Emmy La Grua (also Emma, Emmi or Emilia) (15 May 1831, Palermo – 1922, Courbevoi) was a 19th-century Italian opera singer (soprano) who performed successfully internationally.

== Biography ==

Emmy La Grua was the daughter of the royal Saxon chamber musician Friederike Funk and the Italian tenorist Luigi La Grua. In 1837, she moved with her mother to Dresden. She received singing lessons from her mother as well as from Pauline Viardot-García and Caroline Ungher-Sabatier in Paris.

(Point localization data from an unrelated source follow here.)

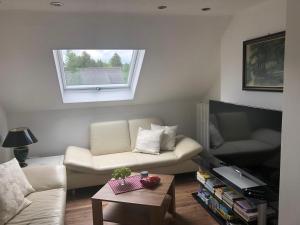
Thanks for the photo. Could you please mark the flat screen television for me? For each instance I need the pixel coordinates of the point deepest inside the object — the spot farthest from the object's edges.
(247, 137)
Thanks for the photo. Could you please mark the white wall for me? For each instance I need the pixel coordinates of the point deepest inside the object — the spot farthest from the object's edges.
(5, 154)
(57, 129)
(262, 19)
(289, 210)
(182, 57)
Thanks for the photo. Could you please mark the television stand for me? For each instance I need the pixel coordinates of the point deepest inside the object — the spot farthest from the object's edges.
(249, 187)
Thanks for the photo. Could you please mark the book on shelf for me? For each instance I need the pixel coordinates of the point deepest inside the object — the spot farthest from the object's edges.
(203, 176)
(247, 206)
(229, 197)
(213, 183)
(219, 191)
(250, 216)
(204, 195)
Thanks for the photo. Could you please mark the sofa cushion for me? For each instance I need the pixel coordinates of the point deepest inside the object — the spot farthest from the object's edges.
(165, 158)
(143, 123)
(78, 159)
(47, 208)
(109, 162)
(110, 137)
(148, 141)
(168, 139)
(12, 199)
(46, 177)
(17, 175)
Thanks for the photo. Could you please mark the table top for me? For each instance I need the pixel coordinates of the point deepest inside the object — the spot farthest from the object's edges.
(149, 197)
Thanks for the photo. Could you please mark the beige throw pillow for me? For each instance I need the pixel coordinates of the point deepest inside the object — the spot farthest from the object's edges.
(148, 141)
(12, 199)
(18, 176)
(168, 139)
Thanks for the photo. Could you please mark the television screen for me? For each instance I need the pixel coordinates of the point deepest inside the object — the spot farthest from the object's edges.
(247, 137)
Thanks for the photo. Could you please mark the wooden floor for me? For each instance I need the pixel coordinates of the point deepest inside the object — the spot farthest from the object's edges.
(189, 212)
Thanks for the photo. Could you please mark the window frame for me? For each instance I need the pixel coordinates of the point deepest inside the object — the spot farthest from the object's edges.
(59, 57)
(99, 93)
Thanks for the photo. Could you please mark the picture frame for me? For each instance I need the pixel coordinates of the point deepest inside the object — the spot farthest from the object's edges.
(263, 63)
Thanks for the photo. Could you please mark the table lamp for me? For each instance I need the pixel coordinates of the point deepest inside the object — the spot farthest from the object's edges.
(19, 139)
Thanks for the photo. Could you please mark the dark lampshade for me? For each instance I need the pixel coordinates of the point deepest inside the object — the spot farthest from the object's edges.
(19, 137)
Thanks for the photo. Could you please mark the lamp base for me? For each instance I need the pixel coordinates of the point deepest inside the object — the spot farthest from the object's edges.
(21, 154)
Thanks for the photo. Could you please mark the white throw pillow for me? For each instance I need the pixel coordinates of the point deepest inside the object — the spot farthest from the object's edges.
(148, 141)
(168, 140)
(12, 199)
(18, 176)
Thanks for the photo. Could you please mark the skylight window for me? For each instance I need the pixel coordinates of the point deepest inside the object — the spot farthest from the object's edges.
(97, 75)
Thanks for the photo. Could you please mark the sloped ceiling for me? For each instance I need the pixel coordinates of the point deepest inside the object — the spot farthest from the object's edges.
(178, 7)
(182, 54)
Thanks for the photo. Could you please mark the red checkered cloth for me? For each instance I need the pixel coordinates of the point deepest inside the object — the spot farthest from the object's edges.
(132, 183)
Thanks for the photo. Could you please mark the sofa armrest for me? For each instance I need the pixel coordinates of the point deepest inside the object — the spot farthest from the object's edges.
(78, 159)
(46, 177)
(186, 148)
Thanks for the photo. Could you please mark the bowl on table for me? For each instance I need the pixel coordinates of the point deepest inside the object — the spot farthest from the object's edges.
(150, 181)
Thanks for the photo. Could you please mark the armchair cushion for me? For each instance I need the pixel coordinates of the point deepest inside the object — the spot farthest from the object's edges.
(105, 134)
(79, 159)
(134, 126)
(186, 148)
(46, 177)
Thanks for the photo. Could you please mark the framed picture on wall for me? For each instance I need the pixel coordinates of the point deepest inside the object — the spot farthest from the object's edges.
(263, 63)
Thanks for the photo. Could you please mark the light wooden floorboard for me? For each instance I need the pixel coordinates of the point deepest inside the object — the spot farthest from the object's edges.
(189, 212)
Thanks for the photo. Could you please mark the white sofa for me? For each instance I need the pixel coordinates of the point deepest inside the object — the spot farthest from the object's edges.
(111, 145)
(49, 199)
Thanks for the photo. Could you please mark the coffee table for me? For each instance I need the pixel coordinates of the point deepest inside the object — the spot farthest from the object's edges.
(144, 206)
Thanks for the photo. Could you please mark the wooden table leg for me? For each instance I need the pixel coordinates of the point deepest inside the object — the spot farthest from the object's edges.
(171, 192)
(156, 217)
(97, 212)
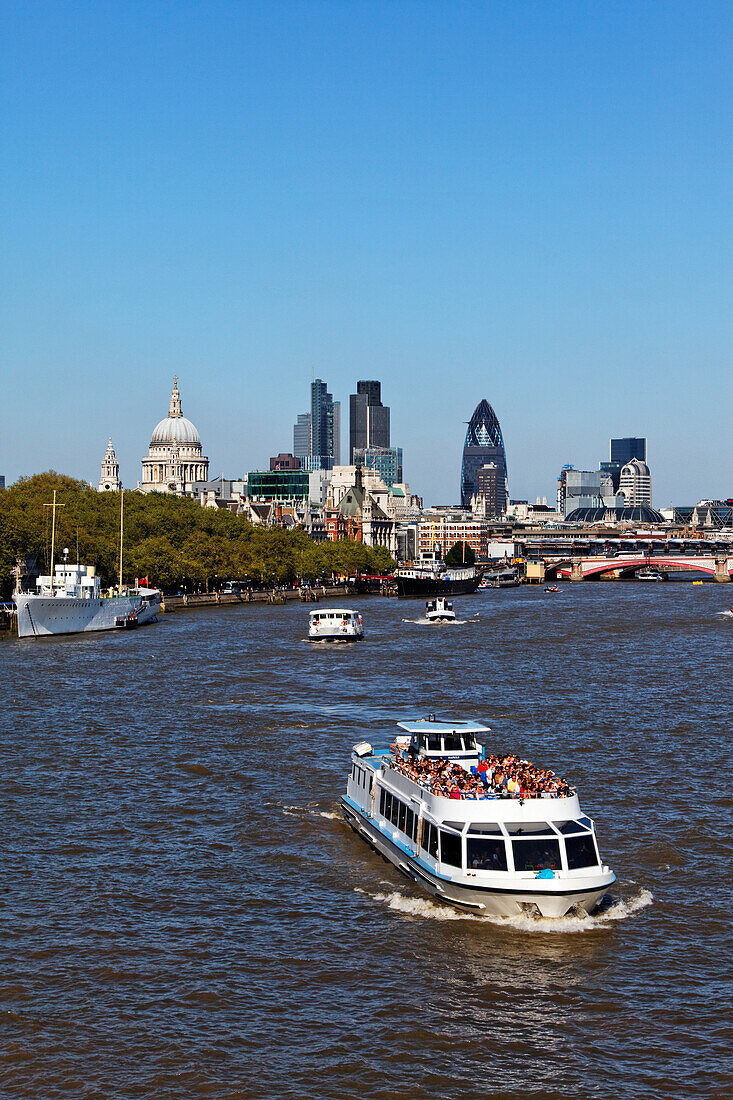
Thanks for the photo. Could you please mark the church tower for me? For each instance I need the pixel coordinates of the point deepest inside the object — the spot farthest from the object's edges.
(109, 479)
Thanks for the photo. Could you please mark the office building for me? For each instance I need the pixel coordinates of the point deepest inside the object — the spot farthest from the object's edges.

In December 1850, Emmy La Grua made her debut in Dresden as Alice in "Robert the Devil" by Giacomo Meyerbeer. Other roles included Donna Anna from Mozart's "Don Giovanni" and Rosine in The Barber of Seville by Gioachino Rossini. In the following years Emmy La Grua made guest appearances at the Paris Opera, from October 1853 as prima donna at the Vienna Court Opera, from 1854 in Turin and as well as further guest appearances in Vienna, Dresden and Lyon. In 1855, together with Cavaliere Antonio Porto, she undertook a two-year concert tour (with high fees) to Rio de Janeiro and Buenos Aires. Afterwards she gave performances again in Paris, Vienna as well as Pest (today Budapest), in Saint Petersburg, Berlin and Munich. In the meantime she lived again in Dresden in 1859. In 1862 the singer gave guest performances in Barcelona, in 1864 in London and in 1865 in Italy and Spain.

In 1867 she married in Palermo the colonel respectively general Giacinto Carini (1821–1880), an aide-de-camp of Giuseppe Garibaldi, and retired from the public sphere.